Social Security Number (SSN) Card

Changing name on a social security card after divorce is the first thing you should take care of. Contact the Social Security Administration in person or by mail to notify them about the new name so that they can issue a new SSN Card. Mind that there is no online option for this procedure.

You will need to provide:

  • a completed Application for a Social Security Card (Form SS-5),
  • a certified name-change document, which may be either a Final Judgment of Change of Name or a Final Judgment of Dissolution of Marriage if it contains a corresponding order,
  • a proof of your identity and age in the form of a passport, ID card, or driver’s license,
  • proof of citizenship.

Your new SSN card will likely be sent to you by mail.

Driver’s License

You should update your driver’s license, vehicle registration, and state ID card with the Florida DHSMV within 10 days. Here, you must only act in person since mail-in or online options are unavailable.

Bring your current driver’s license or ID card and proofs of your legal name change, your SSN, your Florida residency (2 documents), and your citizenship. This procedure will cost you $25.

After you are done with your SSN card and driver’s license, you may update the rest of the documents and legal identification.


To update your passport, you should submit a corresponding application form to your local Department of State. You will most likely need a DS-11 form, but much depends on your personal situation. In addition, provide proof of your US citizenship, an original and a photocopy of a valid updated ID, proof of your name change, and a color passport photo that meets the requirements.

This procedure will also require a fee, which mostly depends on your age. Please get in touch with the US Department of State to learn more about the required forms and fees.

Voter Registration

You can update the voter registration records through an online application at or at the local Supervisor of Elections office. Besides, you can even do this while updating the driver’s license at the DHSMV office.
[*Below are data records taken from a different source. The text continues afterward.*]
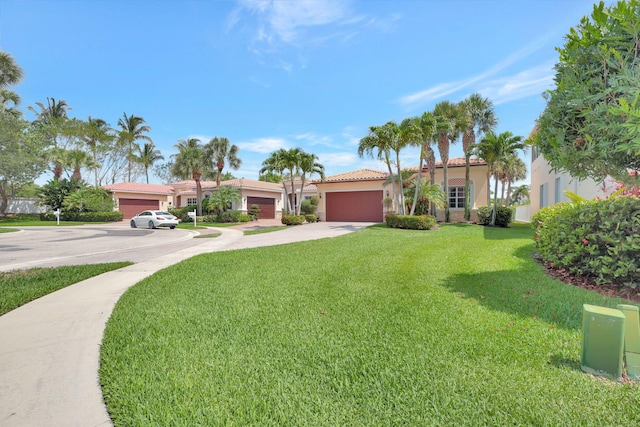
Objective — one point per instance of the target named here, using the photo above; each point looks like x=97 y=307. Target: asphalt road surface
x=54 y=246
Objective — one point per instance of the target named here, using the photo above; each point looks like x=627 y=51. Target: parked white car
x=154 y=219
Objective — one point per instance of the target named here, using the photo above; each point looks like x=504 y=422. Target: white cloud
x=263 y=145
x=441 y=90
x=526 y=83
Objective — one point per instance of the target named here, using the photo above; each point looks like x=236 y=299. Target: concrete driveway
x=50 y=347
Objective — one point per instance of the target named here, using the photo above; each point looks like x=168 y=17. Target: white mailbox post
x=193 y=216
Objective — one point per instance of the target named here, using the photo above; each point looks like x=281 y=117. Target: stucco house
x=358 y=195
x=547 y=187
x=132 y=198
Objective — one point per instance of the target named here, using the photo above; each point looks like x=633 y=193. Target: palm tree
x=10 y=74
x=493 y=149
x=383 y=140
x=191 y=163
x=220 y=151
x=512 y=168
x=147 y=156
x=97 y=132
x=450 y=122
x=132 y=129
x=481 y=119
x=274 y=164
x=52 y=119
x=427 y=134
x=308 y=165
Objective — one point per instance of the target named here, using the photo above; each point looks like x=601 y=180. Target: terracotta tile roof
x=136 y=187
x=359 y=175
x=453 y=163
x=246 y=184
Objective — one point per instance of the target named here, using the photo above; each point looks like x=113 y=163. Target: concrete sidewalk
x=50 y=348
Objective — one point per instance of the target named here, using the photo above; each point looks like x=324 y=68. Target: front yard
x=455 y=326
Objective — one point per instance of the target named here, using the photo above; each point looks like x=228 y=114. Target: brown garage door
x=132 y=207
x=365 y=206
x=267 y=206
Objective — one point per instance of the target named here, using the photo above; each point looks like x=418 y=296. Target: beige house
x=358 y=195
x=133 y=198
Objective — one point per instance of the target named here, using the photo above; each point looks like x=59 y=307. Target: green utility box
x=631 y=339
x=602 y=341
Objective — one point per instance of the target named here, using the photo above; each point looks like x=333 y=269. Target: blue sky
x=283 y=74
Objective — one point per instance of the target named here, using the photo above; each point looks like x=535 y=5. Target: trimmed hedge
x=504 y=216
x=293 y=219
x=415 y=222
x=599 y=239
x=84 y=216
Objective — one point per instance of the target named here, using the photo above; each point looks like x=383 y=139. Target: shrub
x=311 y=218
x=84 y=216
x=229 y=216
x=254 y=212
x=504 y=216
x=292 y=219
x=415 y=222
x=599 y=239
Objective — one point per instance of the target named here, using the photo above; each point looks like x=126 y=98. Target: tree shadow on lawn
x=528 y=292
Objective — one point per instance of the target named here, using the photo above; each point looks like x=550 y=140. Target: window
x=543 y=195
x=456 y=197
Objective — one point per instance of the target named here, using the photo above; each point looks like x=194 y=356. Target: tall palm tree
x=481 y=119
x=275 y=164
x=191 y=163
x=132 y=129
x=493 y=149
x=308 y=165
x=52 y=118
x=427 y=134
x=147 y=156
x=220 y=151
x=450 y=123
x=377 y=142
x=10 y=74
x=97 y=132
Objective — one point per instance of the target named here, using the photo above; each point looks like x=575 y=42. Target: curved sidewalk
x=50 y=348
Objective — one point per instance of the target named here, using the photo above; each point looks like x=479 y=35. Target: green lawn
x=383 y=327
x=21 y=286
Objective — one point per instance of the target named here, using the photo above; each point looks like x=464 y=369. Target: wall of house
x=165 y=200
x=325 y=187
x=547 y=187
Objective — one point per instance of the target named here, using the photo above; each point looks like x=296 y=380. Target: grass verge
x=455 y=326
x=18 y=287
x=265 y=230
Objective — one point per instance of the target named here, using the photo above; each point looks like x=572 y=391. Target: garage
x=132 y=207
x=354 y=206
x=267 y=206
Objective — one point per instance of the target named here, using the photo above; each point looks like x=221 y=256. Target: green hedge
x=293 y=219
x=84 y=216
x=599 y=239
x=415 y=222
x=504 y=216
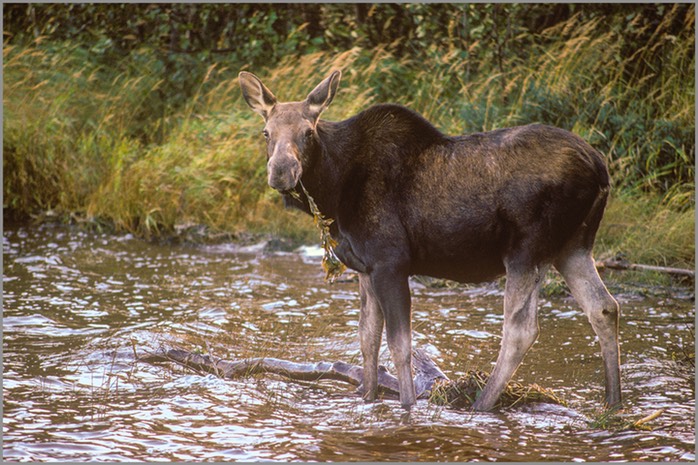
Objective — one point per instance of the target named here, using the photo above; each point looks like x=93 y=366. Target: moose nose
x=283 y=172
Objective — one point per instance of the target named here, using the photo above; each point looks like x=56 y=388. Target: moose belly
x=468 y=265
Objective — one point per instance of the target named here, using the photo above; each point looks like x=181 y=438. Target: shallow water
x=79 y=309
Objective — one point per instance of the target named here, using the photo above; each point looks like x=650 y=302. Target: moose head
x=290 y=128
In any case, you will need to fill out the Florida Voter Registration Application and provide some proof of your identity and name change.

Employer Records

Of course, the HR department at your workplace must know about your new name to update all the relevant records. Contact your HR manager to get the necessary directions. You may need to fill out some forms concerning salary, insurance, taxes, etc.
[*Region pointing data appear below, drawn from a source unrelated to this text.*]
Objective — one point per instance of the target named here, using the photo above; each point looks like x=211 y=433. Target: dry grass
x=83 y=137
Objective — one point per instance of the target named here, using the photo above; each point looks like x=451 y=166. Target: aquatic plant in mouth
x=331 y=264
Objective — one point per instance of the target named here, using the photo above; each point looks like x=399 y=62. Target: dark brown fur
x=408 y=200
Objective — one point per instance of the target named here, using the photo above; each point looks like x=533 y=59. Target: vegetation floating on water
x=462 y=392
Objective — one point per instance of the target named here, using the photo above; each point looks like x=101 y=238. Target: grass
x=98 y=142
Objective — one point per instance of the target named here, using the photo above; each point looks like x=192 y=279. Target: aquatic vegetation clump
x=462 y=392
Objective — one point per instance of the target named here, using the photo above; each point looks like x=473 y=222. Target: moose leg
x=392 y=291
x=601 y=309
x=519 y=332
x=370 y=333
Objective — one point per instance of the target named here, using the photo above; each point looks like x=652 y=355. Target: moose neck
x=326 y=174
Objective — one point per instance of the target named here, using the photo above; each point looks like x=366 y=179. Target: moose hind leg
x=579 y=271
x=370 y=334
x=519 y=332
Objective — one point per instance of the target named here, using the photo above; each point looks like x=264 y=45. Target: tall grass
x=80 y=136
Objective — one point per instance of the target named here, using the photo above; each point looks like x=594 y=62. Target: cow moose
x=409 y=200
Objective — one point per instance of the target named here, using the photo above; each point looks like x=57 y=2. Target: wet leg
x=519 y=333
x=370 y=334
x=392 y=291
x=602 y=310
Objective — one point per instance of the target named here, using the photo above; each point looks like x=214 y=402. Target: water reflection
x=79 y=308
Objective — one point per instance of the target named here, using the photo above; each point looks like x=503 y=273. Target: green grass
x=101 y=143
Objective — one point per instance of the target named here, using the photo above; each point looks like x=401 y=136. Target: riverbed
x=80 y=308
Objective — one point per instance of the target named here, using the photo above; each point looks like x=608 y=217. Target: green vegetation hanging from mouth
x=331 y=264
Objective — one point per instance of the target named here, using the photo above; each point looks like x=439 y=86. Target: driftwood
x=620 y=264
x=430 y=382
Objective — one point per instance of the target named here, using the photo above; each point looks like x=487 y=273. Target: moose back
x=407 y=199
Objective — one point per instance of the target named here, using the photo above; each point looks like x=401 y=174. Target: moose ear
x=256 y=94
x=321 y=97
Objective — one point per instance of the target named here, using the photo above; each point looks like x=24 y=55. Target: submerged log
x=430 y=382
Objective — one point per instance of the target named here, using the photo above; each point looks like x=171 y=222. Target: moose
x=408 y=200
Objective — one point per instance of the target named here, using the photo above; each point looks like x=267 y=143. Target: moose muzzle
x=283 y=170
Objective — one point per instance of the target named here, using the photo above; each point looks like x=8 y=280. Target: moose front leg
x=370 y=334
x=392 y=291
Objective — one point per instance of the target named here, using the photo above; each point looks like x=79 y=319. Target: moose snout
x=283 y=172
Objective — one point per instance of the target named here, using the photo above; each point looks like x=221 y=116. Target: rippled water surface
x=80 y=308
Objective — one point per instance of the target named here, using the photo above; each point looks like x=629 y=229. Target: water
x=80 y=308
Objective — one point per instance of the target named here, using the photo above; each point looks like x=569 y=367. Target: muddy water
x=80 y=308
Banks and Other Financial Institutions

Contact each financial entity you are related to directly to update your records on credit cards, accounts, etc. The process at each of them may vary a bit. However, providing your ID and name change proof is a must.

Health Care Providers

Related healthcare, pharmaceutical, or health and life insurance entities should also be updated, just like financial institutions.

Postal Service

You should also notify the United States Postal Service (USPS) about the changed name either in person or online.

Loyalty Programs

Any loyalty programs, memberships, magazine subscriptions, etc., must also be updated about your name change to avoid possible confusion in the future.

Think about any other important entity, institution, or program that may have your name in the records. Make sure you inform them about the change and provide all the necessary documents and/or proofs they may require.